Book 2 in the series – Body on the Island – is coming out on 23rd February. I’m really excited about this one as it follows the characters who survive the first book. They decide they actually weren’t very good at surviving so embark on a Bear Grylls’ style survival course and end up on an uninhabited island when the murders begin. It’s a little bit darker than the first one but with lots of opportunity for comedy as well. They’re not really the best characters to find themselves on a survival course! I had a lot of fun writing this one. There was also scope with this book to open up the more supernatural elements of the book that were hinted at in the first one. It’s quite a scary environment they find themselves in with lots of old folk tales and legends. These were fantastic to research.

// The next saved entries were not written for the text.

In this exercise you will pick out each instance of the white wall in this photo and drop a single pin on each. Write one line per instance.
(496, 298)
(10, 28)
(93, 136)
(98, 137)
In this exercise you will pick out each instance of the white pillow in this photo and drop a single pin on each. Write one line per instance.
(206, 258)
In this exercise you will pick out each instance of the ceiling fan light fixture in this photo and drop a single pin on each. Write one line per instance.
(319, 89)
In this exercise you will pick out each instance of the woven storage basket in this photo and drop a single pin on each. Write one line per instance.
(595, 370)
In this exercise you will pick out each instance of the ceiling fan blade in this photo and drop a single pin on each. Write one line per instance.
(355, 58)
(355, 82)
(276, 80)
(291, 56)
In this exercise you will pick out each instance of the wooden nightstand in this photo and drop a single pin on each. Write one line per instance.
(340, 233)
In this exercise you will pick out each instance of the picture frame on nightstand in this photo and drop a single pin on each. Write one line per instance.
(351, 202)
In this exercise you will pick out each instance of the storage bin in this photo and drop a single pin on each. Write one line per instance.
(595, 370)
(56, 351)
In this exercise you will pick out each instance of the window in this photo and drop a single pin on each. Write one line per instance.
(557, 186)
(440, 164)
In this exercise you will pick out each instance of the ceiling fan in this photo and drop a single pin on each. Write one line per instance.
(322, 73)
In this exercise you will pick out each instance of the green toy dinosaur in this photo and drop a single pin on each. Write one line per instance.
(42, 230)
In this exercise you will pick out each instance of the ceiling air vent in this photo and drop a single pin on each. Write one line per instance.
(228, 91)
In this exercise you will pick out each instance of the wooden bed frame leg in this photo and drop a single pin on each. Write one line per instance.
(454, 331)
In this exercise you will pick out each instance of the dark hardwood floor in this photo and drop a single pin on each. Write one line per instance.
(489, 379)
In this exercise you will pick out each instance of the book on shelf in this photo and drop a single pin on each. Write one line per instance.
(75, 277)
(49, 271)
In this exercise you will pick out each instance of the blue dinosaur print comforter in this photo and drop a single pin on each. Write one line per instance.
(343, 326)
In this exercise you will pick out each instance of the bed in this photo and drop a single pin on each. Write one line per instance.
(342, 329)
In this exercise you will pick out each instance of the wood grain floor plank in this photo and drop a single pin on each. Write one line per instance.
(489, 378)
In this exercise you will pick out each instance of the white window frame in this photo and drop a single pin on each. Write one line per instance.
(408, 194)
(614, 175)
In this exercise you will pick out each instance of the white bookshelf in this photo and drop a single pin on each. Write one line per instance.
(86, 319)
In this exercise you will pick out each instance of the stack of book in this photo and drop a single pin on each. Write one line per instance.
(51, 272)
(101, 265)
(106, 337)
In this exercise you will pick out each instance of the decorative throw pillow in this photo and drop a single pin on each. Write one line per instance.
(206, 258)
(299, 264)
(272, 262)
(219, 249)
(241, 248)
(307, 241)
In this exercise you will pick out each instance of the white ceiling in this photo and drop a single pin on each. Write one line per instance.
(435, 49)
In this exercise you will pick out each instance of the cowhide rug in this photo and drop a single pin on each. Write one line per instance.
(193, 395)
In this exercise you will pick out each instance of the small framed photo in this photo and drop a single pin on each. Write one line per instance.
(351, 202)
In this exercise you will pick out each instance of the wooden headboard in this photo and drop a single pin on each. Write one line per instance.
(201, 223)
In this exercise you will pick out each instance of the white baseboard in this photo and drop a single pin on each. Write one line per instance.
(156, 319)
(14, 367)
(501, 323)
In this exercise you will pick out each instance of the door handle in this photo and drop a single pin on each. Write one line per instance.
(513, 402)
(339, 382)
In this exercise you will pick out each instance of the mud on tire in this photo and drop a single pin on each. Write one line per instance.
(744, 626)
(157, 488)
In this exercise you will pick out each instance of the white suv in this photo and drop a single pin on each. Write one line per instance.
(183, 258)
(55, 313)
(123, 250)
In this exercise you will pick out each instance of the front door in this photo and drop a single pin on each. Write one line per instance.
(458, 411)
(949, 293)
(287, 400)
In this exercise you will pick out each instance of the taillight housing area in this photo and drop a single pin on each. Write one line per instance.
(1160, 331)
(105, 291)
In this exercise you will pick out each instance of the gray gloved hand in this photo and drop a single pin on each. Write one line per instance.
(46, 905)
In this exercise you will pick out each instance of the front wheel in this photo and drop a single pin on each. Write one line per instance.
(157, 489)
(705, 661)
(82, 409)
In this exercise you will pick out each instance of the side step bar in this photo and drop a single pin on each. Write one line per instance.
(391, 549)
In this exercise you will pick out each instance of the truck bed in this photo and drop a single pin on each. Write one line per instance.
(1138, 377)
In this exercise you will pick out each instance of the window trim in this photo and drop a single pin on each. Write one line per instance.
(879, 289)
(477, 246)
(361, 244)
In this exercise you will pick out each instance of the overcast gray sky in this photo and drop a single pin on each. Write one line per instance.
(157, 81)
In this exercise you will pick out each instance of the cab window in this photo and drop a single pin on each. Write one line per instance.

Anything else you want to share?

Here’s the link to my book https://geni.us/smartwomanvictoria

I’ll be speaking at various festivals this year about Agatha Christie. If you’d like to read my Adapting Agatha series, here’s the link Adapting Agatha – Victoria Dowd

If you want to vote in the People’s Book Prize this is the link. THE SMART WOMAN’S GUIDE TO MURDER | Peoples Book Prize




Victoria is the author of The Smart Woman’s Guide to Murder and the follow up book, Body on the Island. They are a dark comic take on the classic whodunnit.

She is also an award winning short story writer, winning the Gothic Fiction prize. She was runner up in The New Writer’s writer of the year award and her work has been short listed by Writers’ Forum magazine. She was also long-listed for The Willesden Herald International Short Story Competition. Her work has been published in various magazines.

After studying at Cambridge, she was a barrister for many years.


Thanks Victoria, I’m looking forward to reading the Guide, and best of luck with Body on the Island.